A legal challenge has been filed to knock Rep. Alexandria Ocasio-Cortez off the left-leaning Working Families Party ballot line in the Nov. 5 general election, The Post has learned.
The objection, filed last week with the city Board of Elections, is part of a coordinated effort to diminish the WFP’s influence and presence in The Bronx.
“Her platform is not all helpful to working families,” said Ian Carpenter, a registered independent from Astoria, Queens who filed objections to Ocasio-Cortez’s WFP voter signatures.
“She’s got great passion but she’s too involved in social experimentation,” he added.

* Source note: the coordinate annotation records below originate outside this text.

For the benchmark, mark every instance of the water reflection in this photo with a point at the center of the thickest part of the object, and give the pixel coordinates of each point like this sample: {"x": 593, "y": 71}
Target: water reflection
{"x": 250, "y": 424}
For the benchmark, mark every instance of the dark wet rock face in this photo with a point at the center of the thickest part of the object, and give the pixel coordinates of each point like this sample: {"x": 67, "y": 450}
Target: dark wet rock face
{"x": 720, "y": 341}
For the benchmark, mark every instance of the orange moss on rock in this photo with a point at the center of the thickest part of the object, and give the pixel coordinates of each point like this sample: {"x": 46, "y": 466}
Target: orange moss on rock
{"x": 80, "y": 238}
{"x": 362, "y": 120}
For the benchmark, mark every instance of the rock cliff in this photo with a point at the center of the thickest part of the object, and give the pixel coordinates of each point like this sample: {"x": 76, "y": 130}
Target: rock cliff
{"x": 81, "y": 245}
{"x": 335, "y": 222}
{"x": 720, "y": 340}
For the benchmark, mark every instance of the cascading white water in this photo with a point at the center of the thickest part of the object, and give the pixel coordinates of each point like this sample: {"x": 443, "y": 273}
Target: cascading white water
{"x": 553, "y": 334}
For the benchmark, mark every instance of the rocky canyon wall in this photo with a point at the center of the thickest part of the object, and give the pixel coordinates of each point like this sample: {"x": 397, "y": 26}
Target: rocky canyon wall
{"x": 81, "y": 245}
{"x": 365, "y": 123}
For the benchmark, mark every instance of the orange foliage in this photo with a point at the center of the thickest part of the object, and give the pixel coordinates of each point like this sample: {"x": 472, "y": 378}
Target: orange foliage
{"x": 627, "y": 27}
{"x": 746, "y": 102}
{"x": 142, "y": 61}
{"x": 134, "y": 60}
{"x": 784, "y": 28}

The Working Families Party has been a crucial second ballot line to help boost Democrats over Republicans for elections in hard-fought battleground districts.
The party also deploys activists to campaign and help elect progressives over moderates in Democratic Party primaries.
Ocasio-Cortez — whose 14th congressional district includes parts of The Bronx and Queens — was previously tossed off the WFP ballot line in 2020, following a challenge to her petitions by her then-Democratic primary opponent, Michelle Caruso-Cabrera.
Challenges to WFP petitions were filed recently against nine Democratic legislative candidates backed by the WFP in the borough: Rep. Adriano Espaillat, state Sens. Robert Jackson, Gustavo Rivera and Jose Serrano and Assembly members Karina Reyes and Amanda Septimo.
WFP petitions for former AOC campaign aide Jonathan Soto — who is seeking to topple Assemblyman Michael Benedetto in a Democratic primary — were also challenged. Benedetto defeated Soto in 2022.
Bronx Conservative Party district leader Dion Powell said he’s part of a coordinated effort to stop the WFP’s strategy of pushing left-leaning candidates on Bronx voters despite having no real organization in the borough.
“They do zero work in our county. They have to go,” Powell said.
The Post reached out to Ocasio-Cortez for comment.
Asked about the petition challenges, WFP spokesman Ravi Mangla said, “This is a distraction meant to waste everyone’s time, and we’re confident our candidates will be on the ballot.”
Meanwhile, a lawsuit has been filed to knock Queens state Sen. Joe Addabbo off the ballot, claiming he doesn’t live where he claims to in South Ozone Park.
Addabbo, first elected to the Senate in 2008 after serving in the City Council, said he’s complying with the residency rule.